My alarm clock signaled for me to get up an hour earlier than usual. I rolled over to hit the snooze button, and missed. Then again and again.
"Ugh!" I groaned opening my eyes and sitting up, finally hitting the snooze button. I sighed realizing I have to catch the bus, and Chris would no longer be picking meup in the morning. Tears welled up again. I wiped them angrily. Im tired of crying over him. Hes not worth my tears. I realized that around 4 Am this morning and here I am awake at 5:40. I guess that early night turned into a late night special of my tears. I stayed up all night wondering what I could have done wrong? Where did I go wrong? When did I go wrong? I got out the bed and grabbed a shirt and a pair of sweats. Now that Chris and I are no longer together, I don't have to worry about my appearance. I brushed my teeth in a hurry and put my hair in a low ponytail. I have 20 minutes to run a mile to the bus stop.

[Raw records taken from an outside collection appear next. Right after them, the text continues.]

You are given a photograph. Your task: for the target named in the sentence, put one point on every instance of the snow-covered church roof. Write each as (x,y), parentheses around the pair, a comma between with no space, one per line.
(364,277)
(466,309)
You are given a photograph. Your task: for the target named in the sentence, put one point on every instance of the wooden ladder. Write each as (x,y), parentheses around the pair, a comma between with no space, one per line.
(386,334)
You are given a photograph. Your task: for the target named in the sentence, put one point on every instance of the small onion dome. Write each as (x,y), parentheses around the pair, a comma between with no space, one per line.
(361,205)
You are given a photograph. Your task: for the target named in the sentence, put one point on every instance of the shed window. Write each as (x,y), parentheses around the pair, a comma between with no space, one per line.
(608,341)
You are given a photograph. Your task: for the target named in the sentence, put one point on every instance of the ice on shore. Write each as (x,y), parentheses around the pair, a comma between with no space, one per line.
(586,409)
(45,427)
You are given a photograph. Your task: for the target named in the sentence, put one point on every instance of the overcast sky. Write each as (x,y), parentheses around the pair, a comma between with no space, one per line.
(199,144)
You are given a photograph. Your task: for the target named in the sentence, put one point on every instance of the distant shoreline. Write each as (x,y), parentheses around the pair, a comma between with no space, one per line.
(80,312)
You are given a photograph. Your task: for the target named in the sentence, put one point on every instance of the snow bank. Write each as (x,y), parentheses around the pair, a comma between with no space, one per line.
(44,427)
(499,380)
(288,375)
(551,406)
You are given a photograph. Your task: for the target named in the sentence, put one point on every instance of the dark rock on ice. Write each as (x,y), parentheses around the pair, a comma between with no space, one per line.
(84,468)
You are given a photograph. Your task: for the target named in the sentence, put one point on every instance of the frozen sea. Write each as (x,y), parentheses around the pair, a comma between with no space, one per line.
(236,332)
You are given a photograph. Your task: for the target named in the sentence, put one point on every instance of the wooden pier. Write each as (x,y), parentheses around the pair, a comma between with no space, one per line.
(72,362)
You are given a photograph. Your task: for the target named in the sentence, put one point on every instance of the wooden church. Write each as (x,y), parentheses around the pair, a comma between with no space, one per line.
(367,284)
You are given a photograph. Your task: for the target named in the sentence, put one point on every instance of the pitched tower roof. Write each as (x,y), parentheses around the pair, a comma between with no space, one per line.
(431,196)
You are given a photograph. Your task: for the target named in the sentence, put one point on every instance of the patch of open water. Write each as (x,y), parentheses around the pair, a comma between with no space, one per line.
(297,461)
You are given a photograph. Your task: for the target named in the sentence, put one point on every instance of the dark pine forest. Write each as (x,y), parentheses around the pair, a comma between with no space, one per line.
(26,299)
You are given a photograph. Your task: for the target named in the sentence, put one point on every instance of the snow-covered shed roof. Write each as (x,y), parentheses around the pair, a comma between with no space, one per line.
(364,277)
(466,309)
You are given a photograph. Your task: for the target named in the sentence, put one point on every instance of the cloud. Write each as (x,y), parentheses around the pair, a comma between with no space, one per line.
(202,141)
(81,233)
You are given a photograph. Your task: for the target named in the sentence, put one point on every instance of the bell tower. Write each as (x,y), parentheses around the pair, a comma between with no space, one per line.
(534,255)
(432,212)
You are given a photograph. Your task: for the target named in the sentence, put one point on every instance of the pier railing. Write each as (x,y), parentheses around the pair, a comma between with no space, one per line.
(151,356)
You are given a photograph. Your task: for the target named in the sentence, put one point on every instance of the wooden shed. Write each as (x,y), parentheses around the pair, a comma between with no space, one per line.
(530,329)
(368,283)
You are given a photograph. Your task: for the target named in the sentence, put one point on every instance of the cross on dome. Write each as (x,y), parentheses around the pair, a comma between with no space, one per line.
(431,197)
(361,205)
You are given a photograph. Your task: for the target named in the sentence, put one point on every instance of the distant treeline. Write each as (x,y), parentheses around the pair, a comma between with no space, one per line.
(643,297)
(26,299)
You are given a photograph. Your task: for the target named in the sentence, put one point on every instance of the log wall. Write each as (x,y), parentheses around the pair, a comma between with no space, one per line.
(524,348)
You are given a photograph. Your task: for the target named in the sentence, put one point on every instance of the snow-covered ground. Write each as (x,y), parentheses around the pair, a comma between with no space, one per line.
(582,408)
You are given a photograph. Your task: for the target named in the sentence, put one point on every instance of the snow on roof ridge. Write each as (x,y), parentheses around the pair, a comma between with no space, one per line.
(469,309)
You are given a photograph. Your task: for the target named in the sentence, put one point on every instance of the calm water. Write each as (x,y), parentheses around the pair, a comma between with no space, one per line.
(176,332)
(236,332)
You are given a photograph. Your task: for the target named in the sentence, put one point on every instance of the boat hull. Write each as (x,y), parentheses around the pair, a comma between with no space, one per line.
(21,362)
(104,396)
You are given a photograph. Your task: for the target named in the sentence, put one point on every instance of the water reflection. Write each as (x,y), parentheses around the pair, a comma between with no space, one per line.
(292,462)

Oh well I have to get in shape for track season anyway. I grabbed a hoodie, my purse and my books, then sprinted for the bus stop. Hoping I left nothing behind.
~ ~ ~
God I wish I would have grabbed a coat or something. Im freezing through this thin hoodie. I took my mp3 from my purse and plugged it into my ears and tried to find a song to take my mind off of Chris. My phone vibrated in my back pocket. A text from Lisa, but I still had 13 new text messages from last night
Lisa: Good Morning Rai J Me: Hey Lisa... Lisa: Cud you tell Chris to stop by McDonalds. Ill pay em back. Me: ... Im not riding with Chris Lisa...?
I then set my phone back to idle and put it back in my back pocket. The bus was pulling up, so much for taking my mind off of Chris. I tried to switch to another song with a faster beat. Now I wish I listened to rock. Every song in my list reminded me of Chris. I sighed giving up and just letting the music play as I boarded the bus and took my seat next to a middle aged woman. She looked like she hadn't slept in days. I wondered if I looked the same way to her.
My phone was vibrating like crazy, but I refused to answer. I rested my head in my hands. This is going to be a long day for me I thought to myself. The middle aged woman next to me tapped me signaling this was her stop and she needed to get out.
"Sorry." I said as I stood moving to the side to let her out. I sat back in the seat and watched the road waiting for my stop. I pulled the rope above the seat signaling my stop. I unloaded the bus and realized im still about a block away from the school. I sighed and speed walked up the steep hill. Got to stay in shape even in the winter time I guess. As I walked up the sidewalk of the school I saw flyers being put up for the winter ball. I felt like a ball was stuck in my throat that I couldn't swallow. It was forcing tears to my eyes. Just the fact that I had imagined me and Chris dancing on cloud 9 at the winter ball... Oh well, I thought, trying to force tears back, he can dance with Shalay now. Shes all his and hes all hers now.
I finally decided to check my text messages. Two unread messages from Lisa. 5 from Chris, a few good morning text messages and one text from an unknown number
Unknown Number: Forgive Chris. It wuz a 1 time thing, and really loves you. He's practically begging for another chance. Will you forgive him?
Im practically speechless. I mean he hurt me. Why is he hurt so bad? Why does he want a second chance so bad. I messaged the stranger back. Not caring who it is.
Me: I forgive him, but not for him, for me, but I will NOT give him another chance. He betrayed my trust, and he cant take that back.
I then put my phone on idle again and slid it back in my back pocket for the rest of the day.